AnnMarie and Glen Morse New Hampshire residents led the campaign for the legislation, which is named after their daughter, Michelle Morse. Michelle contracted colon cancer in 2003 while studying to become a teacher at Plymouth State University. Although Michelle's doctors had recommended that she enroll as a part-time student while receiving biweekly chemotherapy treatments, she chose to take courses full time so that she would be covered under her parents' health insurance, according to her mother.

Had Michelle lightened her course load, she would have lost her health benefits and her family would have had to pay for COBRA coverage. COBRA allows people who lose their health insurance to extend their coverage for a short period of time. The family would have had to pay a $1,100 monthly premium for Michelle to receive COBRA coverage, in addition to a co-pay.

"The co-pays would cost a second mortgage on a house we didn't have," AnnMarie Morse said in an interview with The Dartmouth.

Morse said her efforts to obtain an exception to her insurance company's full-time student requirement were unsuccessful. Representatives from the New Hampshire Insurance Department, a state department that regulates insurance providers, told her the only solution was to push for legislation requiring such exemptions.

The Morses launched a campaign in 2004 to alter the New Hampshire Employment Retirement Income Security Act to allow students age 18 or older to take up to a one-year medical leave of absence from college and retain their health insurance coverage. Michelle's Law was passed by the state legislature and signed into law by Gov. John Lynch, D-N.H., on June 22, 2006.

Michelle Morse died in November 2005, a month shy of her 23rd birthday.

AnnMarie Morse then worked to pass the law on a federal level. She contacted Rep. Paul Hodes '72, D-N.H., former Sen. John Sununu, R-N.H., and Sen Judd Gregg, R-N.H., who introduced the bill in Congress.

The federal bill passed unanimously in both houses. Former President George W. Bush signed the bill into law on Oct. 9, 2008, to go into effect the following year.

"Paul Hodes gave a lot of the credit to AnnMarie Morse, who spent hours upon hours talking to legislators, talking to senators, talking to members of Congress, anyone who would listen.
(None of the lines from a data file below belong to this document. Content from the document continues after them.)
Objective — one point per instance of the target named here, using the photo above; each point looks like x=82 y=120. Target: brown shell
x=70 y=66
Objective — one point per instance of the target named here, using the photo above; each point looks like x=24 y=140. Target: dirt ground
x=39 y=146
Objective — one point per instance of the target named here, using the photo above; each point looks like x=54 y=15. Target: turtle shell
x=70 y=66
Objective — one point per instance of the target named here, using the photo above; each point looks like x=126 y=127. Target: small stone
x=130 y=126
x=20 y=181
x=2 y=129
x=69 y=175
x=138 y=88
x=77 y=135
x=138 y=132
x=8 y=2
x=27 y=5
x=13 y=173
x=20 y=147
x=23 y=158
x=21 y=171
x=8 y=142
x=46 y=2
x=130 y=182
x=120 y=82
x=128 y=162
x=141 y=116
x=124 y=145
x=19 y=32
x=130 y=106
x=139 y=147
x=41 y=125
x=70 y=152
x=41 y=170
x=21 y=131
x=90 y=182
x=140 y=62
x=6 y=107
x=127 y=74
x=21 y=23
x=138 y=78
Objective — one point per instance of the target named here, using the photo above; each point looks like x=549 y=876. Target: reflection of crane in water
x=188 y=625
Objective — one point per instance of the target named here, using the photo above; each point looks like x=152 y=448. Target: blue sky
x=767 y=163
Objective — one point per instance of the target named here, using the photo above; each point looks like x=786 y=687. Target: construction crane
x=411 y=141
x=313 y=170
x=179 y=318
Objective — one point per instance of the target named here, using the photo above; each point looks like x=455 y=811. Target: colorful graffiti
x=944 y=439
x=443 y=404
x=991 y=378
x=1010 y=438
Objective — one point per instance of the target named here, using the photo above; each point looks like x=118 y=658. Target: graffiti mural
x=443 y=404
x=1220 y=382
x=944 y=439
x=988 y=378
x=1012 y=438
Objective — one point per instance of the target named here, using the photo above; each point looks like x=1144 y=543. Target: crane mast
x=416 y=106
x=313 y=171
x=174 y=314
She was a real hero of this legislation," Hodes spokesman Mark Bergman said.

Morse said that the victory was bittersweet.

"I kept saying, Thank you, thank you, thank you,' but there wasn't a feeling of exhilaration," Morse said. "It's sweet that no one will walk in our shoes again, that college students won't have to make the choice that Michelle made, but on the bitter side we don't have her."

College professors interviewed by The Dartmouth said that legislation like Michelle's Law highlights the current health care system's flaws.

"There have been many laws we had to create in the last few years," sociology department chair Denise Anthony said. "People keep losing their insurance. We keep having to patch that system, and it's more evidence of what's wrong."

Gilbert Welch, professor of medicine and community and family medicine at Dartmouth Medical School, said that young adults' lack of insurance is a national problem.

"One of the largest groups of uninsured are healthy people who are coming out of education," Welch said. "They haven't really started careers that provide health insurance, but they're too old to be on their parents' plan anymore."

Morse said she will continue to fight against unfair health policies.

"Michelle's law is now in place, but I'm still fighting for health care reform," Morse said. "As a mother, I saw what a cancer patient with insurance had to go through, hoops they had to jump through. What happens to these people who don't have insurance? What do they go through?"